Bouhchichi restored her presence in Saadia (2025), where two mirrored female forms—one sculpted in glossy black Aziza marble from Tunisia and the other in veined white Carrara—stood in quiet dialogue. Their differences in tone, texture and weight suggested the complex states of visibility and erasure that shape Black femininity in North African memory.

Across the gallery, three charred wooden sculptures titled Boussaadia (2025) reopened the story from another angle. Each piece, hollowed and scarred, resembled a guembri, the traditional Stambeli instrument. Stripped of strings, these ghostly forms evoked a sense of futility and longing, reminding viewers how migration and loss can hollow the human spirit.

Themes of ritual and ancestral practice resurfaced in I Am Here (2025), a precarious column of ceramic jars inspired by traditions from the Zarzis region, where dancers from Black communities balance vessels atop their heads. Rather than placing them on a body, Bouhchichi stacked them unsteadily—a gesture of fragility. Etched across each jar were verses from M’barek Toumi’s poem الحرّاقة (The Burners / Clandestine Migrants), linking ritual memory to the ongoing tragedies of displacement.

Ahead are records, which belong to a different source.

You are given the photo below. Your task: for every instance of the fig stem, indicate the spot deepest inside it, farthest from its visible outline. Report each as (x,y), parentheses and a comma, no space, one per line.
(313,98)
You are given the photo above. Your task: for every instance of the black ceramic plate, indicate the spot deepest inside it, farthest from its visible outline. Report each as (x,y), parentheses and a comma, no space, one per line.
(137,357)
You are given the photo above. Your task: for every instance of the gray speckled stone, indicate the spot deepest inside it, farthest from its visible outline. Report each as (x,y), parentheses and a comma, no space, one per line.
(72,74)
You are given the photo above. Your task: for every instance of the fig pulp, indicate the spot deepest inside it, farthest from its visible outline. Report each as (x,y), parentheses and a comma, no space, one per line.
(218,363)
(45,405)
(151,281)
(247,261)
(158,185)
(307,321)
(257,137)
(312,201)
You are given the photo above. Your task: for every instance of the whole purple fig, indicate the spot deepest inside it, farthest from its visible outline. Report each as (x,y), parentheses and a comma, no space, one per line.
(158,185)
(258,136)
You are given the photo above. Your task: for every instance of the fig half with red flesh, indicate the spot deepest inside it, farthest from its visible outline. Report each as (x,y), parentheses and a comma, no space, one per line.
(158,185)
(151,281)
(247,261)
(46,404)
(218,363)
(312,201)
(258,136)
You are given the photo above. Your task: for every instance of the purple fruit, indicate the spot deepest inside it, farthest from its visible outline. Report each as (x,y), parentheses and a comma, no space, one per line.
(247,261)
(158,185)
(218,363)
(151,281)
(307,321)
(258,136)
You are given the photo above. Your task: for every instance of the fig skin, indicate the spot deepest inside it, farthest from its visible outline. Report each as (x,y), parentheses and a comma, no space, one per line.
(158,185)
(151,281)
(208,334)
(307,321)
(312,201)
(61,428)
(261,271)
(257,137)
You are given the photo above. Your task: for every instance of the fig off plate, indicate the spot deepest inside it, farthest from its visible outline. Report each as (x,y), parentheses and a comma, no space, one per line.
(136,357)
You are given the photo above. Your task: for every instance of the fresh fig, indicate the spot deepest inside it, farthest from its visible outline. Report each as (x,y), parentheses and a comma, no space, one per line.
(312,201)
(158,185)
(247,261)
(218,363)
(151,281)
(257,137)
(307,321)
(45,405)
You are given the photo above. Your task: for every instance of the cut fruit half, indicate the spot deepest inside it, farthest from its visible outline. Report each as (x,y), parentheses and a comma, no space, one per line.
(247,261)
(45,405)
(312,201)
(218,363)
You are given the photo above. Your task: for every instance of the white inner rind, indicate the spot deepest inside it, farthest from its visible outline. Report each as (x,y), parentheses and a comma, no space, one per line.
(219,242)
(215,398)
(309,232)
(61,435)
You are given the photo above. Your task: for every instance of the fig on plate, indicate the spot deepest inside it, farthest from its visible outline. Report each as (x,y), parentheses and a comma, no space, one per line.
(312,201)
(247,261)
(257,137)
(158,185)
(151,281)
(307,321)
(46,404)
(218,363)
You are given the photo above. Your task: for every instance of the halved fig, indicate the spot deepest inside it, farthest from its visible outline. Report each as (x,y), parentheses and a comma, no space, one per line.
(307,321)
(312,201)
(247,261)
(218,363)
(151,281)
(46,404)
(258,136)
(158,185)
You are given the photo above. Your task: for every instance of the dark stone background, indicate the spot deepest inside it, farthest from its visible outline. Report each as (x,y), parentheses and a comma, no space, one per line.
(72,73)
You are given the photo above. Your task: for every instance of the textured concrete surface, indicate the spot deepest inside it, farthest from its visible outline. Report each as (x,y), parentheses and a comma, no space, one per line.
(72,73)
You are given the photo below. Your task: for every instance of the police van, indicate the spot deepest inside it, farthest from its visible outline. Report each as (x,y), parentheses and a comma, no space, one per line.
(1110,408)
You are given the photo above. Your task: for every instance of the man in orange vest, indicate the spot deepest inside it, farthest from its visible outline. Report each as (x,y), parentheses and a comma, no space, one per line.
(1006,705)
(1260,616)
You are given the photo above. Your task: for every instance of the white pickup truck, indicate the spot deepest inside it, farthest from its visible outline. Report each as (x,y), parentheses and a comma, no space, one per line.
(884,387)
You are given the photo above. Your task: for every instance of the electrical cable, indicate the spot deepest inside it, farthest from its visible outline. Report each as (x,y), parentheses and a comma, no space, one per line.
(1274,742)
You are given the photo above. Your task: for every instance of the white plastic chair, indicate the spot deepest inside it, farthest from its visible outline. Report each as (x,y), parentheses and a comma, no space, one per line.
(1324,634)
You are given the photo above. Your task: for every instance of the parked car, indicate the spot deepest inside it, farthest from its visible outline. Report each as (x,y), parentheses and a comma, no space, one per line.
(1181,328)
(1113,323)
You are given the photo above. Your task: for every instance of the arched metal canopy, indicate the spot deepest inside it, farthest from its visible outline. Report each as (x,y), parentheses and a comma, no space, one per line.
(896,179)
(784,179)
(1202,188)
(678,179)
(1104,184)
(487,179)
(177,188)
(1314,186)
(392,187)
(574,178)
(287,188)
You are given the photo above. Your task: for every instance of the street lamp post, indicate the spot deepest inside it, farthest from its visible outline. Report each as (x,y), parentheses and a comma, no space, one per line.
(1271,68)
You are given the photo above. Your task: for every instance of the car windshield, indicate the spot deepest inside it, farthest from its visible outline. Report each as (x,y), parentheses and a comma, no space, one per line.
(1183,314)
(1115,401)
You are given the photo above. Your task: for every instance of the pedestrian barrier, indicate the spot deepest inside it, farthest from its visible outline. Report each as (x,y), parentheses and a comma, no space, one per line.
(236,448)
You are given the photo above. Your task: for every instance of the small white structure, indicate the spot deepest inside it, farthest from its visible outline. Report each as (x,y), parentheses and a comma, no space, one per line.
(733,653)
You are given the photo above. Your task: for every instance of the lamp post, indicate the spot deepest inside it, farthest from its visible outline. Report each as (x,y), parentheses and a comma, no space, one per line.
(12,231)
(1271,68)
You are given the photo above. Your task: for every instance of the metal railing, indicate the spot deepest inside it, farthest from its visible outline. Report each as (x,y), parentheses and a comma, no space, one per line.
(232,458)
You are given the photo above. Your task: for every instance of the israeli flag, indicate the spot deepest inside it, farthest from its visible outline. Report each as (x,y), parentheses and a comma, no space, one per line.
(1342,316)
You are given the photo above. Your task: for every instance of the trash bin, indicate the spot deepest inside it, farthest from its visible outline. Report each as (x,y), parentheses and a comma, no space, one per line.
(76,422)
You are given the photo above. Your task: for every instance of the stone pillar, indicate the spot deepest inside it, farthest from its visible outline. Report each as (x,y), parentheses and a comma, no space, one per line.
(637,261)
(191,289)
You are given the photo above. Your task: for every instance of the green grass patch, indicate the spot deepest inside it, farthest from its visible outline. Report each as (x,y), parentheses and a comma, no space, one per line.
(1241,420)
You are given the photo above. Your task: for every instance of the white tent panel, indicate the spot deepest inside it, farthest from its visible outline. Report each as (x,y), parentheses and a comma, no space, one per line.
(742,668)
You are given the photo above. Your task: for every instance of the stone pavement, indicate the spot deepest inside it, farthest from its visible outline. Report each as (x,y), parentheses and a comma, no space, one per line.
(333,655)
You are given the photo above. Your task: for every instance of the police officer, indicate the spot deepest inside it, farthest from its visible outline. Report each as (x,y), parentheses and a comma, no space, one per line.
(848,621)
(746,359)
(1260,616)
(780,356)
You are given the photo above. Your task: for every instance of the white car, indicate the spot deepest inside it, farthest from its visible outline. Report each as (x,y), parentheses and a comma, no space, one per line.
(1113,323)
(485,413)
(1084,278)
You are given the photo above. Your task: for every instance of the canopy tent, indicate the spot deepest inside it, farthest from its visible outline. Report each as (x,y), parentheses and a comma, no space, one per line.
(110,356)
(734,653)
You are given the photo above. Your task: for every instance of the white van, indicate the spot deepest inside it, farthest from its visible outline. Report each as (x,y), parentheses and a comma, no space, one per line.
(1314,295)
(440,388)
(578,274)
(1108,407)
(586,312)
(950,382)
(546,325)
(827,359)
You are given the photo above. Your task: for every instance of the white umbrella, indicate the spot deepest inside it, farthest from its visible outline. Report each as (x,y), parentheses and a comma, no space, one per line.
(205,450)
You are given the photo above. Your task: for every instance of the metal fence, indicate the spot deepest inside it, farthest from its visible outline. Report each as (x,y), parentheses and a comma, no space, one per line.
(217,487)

Another column rose in Palm-Witness (2025), made of twelve half-spheres of charred wood. At first glance, they appeared to speak of death and devastation, but Bouhchichi intentionally used the Japanese Shou Sugi Ban technique, in which fire strengthens wood instead of destroying it. This inversion underscored a central truth: resilience is not a natural state, but one forged through hardship.

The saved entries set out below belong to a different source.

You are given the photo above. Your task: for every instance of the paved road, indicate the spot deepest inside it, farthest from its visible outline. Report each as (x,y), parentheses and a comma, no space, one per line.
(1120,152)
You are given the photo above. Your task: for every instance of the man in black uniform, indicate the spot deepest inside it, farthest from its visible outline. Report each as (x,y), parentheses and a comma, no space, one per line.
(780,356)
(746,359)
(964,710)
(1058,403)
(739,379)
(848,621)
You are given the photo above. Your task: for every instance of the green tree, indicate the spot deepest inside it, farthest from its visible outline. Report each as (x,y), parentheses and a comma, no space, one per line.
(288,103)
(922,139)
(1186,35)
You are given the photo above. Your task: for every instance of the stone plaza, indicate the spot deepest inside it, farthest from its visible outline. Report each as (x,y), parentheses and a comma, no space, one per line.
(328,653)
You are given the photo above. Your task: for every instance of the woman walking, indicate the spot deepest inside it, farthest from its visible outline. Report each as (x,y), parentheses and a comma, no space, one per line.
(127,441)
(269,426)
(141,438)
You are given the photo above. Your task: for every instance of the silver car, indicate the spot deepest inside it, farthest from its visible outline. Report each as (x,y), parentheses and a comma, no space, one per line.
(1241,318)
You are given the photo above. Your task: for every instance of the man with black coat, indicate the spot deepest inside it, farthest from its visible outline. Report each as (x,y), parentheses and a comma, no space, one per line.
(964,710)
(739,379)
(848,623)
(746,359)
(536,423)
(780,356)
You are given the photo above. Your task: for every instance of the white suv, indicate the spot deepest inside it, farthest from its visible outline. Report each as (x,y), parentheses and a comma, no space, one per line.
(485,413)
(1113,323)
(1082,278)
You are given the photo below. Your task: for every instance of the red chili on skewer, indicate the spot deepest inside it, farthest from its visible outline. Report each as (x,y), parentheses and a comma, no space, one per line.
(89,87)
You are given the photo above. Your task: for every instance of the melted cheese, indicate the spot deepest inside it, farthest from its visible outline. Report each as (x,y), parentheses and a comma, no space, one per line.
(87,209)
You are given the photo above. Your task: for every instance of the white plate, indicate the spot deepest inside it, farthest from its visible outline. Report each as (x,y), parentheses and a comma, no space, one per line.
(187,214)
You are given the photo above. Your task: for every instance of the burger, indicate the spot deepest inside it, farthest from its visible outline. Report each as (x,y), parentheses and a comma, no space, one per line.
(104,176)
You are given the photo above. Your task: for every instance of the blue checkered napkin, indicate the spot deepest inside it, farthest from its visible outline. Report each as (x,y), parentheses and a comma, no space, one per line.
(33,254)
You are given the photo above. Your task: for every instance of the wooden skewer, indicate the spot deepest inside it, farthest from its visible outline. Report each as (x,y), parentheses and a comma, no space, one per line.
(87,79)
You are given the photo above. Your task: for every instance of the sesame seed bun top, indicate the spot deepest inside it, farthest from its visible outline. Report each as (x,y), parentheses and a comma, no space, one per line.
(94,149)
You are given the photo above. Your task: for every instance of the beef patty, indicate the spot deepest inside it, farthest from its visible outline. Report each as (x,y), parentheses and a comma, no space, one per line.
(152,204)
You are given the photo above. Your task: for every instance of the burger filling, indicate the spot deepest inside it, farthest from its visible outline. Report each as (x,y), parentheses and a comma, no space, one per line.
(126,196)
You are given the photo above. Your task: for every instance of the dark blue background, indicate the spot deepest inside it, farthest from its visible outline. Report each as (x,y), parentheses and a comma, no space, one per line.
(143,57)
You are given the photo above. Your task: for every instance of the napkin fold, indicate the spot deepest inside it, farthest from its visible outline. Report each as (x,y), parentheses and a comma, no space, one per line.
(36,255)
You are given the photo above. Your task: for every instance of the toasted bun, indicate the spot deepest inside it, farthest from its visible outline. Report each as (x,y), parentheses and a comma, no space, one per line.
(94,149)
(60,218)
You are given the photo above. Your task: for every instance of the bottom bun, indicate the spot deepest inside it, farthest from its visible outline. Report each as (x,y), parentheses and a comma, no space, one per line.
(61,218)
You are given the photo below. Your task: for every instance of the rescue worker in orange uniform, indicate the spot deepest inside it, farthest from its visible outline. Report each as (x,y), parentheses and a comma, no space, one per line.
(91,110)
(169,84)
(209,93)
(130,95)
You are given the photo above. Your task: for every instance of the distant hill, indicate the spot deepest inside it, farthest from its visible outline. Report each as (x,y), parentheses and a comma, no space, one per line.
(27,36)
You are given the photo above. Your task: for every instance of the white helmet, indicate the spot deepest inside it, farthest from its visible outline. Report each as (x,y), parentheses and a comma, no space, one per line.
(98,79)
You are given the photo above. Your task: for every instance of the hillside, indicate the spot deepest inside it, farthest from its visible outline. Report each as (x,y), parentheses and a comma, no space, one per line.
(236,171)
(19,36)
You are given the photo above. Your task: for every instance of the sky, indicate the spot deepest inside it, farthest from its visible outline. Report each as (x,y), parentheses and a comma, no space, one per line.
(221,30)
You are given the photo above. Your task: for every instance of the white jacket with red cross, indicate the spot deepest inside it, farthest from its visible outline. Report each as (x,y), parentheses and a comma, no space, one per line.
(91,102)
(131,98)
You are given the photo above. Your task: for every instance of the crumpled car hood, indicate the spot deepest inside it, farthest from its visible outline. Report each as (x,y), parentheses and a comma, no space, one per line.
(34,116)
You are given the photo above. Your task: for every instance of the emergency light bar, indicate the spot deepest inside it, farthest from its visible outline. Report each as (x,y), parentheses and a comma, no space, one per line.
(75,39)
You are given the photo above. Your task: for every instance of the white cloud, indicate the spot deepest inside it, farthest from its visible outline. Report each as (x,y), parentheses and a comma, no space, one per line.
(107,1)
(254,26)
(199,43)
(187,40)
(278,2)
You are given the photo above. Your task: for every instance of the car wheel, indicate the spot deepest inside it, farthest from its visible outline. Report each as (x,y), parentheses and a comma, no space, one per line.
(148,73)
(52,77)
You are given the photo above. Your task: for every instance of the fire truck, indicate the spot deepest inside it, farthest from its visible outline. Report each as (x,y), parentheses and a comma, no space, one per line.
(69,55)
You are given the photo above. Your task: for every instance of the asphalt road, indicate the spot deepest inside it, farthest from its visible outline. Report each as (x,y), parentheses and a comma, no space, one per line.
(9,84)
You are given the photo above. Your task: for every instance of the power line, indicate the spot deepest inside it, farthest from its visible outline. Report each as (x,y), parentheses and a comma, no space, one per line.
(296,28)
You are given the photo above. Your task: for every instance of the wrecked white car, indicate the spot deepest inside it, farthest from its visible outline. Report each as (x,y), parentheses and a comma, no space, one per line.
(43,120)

Branches and tree imagery continued in Stick Charts 1 and 2 (2025)—delicate brass casts that intersected in tangled formations, referencing traditional navigation tools used across oceans and deserts. Their fragile configurations reflected the uncertainties and dangers faced by those who crossed the Sahara in search of a new life.

At the center of the space stood Vegetal Man (2025), three towering brass agave stalks. The agave plant blooms only once before dying, scattering its seeds as an act of renewal. Bouhchichi used this metaphor to speak to communal survival, transformation and sacrifice.

Behind the sculpture hung Seedings (2025), a series of ten intricate drawings on handmade paper composed of tree bark and recycled fibers. Each work depicted forms of pre-colonial West African currency, rendered through thousands of tiny seed-like marks. Collectively, they signaled unity and memory while pushing back against any attempt to reduce Black identity to a single narrative.

The exhibition concluded with two sculptural series—Agave Seeds (2025) and Black Seeds (2025)—crafted from copper, thuya wood, charred wood, and nickel silver. Through these shimmering, varied forms, Bouhchichi emphasized transformation and multiplicity. The seeds served as a final reminder that Blackness, migration, and identity are not fixed categories, but living, evolving constellations of experience.

Les Graines Noires closed on 22 November 2025, leaving visitors with a lasting meditation on movement, memory and the strength that emerges from fragmentation.